Divergent diversity approaches
Out of the five senior in-house counsel this publication spoke to – excluding Gayton at Coca-Cola, who already publicised his company’s intentions on this matter – one said his company hadn’t implemented a process to demand or at least monitor law firm diversity this year.
Ken Korea, who was the head of Silicon Valley IP at Samsung until recently, says his former company’s focus when hiring external counsel is talent.
He notes, however, that because IP tends to be more diverse than other fields in California, the external counsel that worked for Samsung were often from underrepresented backgrounds anyway.
“You typically see a lot of diverse attorneys in IP,” he says. “Some of the top practitioners in IP including Morgan Chu at Irell & Manella, William Lee at Wilmer Hale, Juanita Brooks at Fish & Richardson and Bijal Vakil at White & Case are from diverse backgrounds.
“I’m not really aware of any hard dictates on the general counsel side at Samsung like there are now at Coca-Cola. But you typically see a lot of diverse attorneys at the IP firms that work for the company.”
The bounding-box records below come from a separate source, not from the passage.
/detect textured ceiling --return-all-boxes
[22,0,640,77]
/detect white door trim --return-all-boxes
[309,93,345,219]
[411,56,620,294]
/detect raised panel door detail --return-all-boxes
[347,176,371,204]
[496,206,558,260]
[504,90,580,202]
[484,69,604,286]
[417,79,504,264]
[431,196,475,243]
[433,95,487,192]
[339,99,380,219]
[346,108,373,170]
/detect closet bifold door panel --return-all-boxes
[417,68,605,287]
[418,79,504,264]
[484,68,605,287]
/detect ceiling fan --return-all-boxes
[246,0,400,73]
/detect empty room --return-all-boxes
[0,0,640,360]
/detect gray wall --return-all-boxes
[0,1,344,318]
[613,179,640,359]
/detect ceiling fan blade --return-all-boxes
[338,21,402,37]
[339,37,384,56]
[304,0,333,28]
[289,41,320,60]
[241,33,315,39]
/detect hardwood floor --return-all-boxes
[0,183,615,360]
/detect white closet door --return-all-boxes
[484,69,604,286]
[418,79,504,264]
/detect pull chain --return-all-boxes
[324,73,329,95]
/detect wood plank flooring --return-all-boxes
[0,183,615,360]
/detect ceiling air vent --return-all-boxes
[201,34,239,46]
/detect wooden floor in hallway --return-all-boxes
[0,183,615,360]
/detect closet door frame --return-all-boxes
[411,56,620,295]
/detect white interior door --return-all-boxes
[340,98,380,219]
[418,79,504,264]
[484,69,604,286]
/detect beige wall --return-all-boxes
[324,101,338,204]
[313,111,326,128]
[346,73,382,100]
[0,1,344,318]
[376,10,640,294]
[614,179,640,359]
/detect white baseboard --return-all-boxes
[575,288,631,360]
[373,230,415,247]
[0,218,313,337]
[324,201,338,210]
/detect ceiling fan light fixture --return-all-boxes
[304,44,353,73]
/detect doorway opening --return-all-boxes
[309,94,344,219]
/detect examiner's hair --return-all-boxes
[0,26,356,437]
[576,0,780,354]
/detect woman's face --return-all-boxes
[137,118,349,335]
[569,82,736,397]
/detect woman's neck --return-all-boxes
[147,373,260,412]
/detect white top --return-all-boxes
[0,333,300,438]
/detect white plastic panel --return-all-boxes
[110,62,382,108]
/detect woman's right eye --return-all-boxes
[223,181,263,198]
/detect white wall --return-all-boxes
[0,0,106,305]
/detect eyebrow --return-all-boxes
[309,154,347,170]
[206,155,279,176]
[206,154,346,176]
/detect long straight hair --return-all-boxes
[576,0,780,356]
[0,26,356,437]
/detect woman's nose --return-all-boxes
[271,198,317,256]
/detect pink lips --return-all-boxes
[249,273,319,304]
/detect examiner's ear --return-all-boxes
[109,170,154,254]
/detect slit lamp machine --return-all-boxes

Every other business we spoke to had brought in some sort of new process. One chemicals company in the US, for example, changed its IP law firm request-for-information process this year to include questions on diversity and inclusion.
Data and diversity
The senior IP counsel at that company says the IP department now asks its law firms whether they have diversity and inclusion policies, what their statistics are like, and to provide example of how their commitment to diversity improved their services to, or relationships with, clients.
He adds, however, that while outside counsel have been honest and forthcoming about their diversity policies and related statistics, they’ve struggled to answer the last question, which has been disappointing.
“That suggests to me that diversity is still a task to be checked off rather than a policy ingrained into the firm’s culture, which manifests itself naturally in the flow of everyday activity,” he says.
At Facebook, the legal department expanded its law firm survey, which includes questions on diversity and inclusion, to include external counsel working on patent matters. This was done after the IP department contacted the company’s legal operations project manager and asked for its external counsel to be included.
In February 2020, Novartis launched its Preferred Firm Program for legal services, which required firms to make specific diverse staffing commitments for each engagement.
The programme set out that in any event, a law firm had to pledge to assign no less than 30% of billable associate time and 20% of partner time to women, racially or ethnically diverse professionals, or members of the LGBTQ+ community.
“Diversity and inclusion is important across the business,” says Galit Gonen, head of IP at Novartis. “We should be having a positive impact on society on many fronts, including this one. It is part of our culture and our DNA; it’s not just a nice to have.
“So of course we’ve taken concrete steps to promote this in our business and in others,” she adds.
Clearly, Coca-Cola is not the only company law firms have to reckon with when they consider diversity and inclusion.
Law firms will in all likelihood have to embrace diversity in a way like never before in the near future – lest they want their top clients to replace them with law firms that have.